Plain Vanilla Excel: Unlike most other books that teach students programming using Visual Basic for Applications, Excel Modeling in Corporate Finance does everything in plain vanilla excel. Plain vanilla Excel has the advantage of being an intuitive and user-friendly environment that everyone can access. It is entirely capable of handling a varied range of applications, including the most sophisticated ones. Moreover, all the other features of Excel – like graphing, built-in functions, Solver, etc., are explained as they are used.

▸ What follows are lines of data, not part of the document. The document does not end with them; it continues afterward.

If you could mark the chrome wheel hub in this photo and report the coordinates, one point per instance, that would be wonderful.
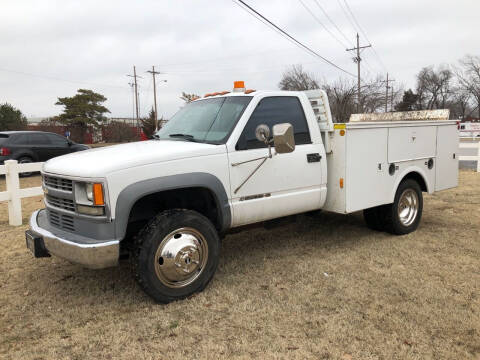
(181, 257)
(408, 207)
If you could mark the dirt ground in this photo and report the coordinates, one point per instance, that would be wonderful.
(324, 287)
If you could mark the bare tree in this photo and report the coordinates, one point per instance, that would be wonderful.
(189, 97)
(468, 76)
(433, 87)
(297, 79)
(341, 96)
(460, 105)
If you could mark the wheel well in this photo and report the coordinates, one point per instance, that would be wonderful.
(418, 178)
(198, 199)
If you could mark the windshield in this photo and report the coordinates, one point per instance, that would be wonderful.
(209, 120)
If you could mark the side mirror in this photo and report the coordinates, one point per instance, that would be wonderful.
(283, 138)
(262, 133)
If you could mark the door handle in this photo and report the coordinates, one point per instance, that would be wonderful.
(315, 157)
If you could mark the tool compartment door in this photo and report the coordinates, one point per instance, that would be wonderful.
(411, 143)
(447, 157)
(367, 182)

Simple Examples: The overall approach in this book is to start with a simple example that builds up to a practical, real-world application. In most chapters, the previous spreadsheet model is taken forward to the next, more complicated model, like the chapter on binomial option pricing, looks into spreadsheet models as :

a single-period model with replicating portfolio 

an eight-period model with replicating portfolio 

an eight-period model with risk-neutral probabilities 

a full-scale, fifty-period model with volatilities estimated from real returns data

Overall Review

The book is printed in a large format, and spreadsheet screenshots and complicated formulas are well arranged and easy to understand. A number of text boxes on the spreadsheets gives additional information. 

The book comes with a CD-ROM in which are the PDF copy of the book and all examples in Excel format making it easier for the reader to live to follow all the examples while solving problems through the book. In many places, a lot of formulas are missing, and the reader is asked to fill in the blanks. Concepts taught in the book can be understood easily, and the reader can apply them immediately for better insight.

Holden mostly sticks to Excel 2007 and 2010 as older versions have a chance of being slightly incompatible with few of the examples. In conclusion, this is a must-read for all upcoming and financial modelers who are looking forward to obtaining a financial analyst certification in their future careers.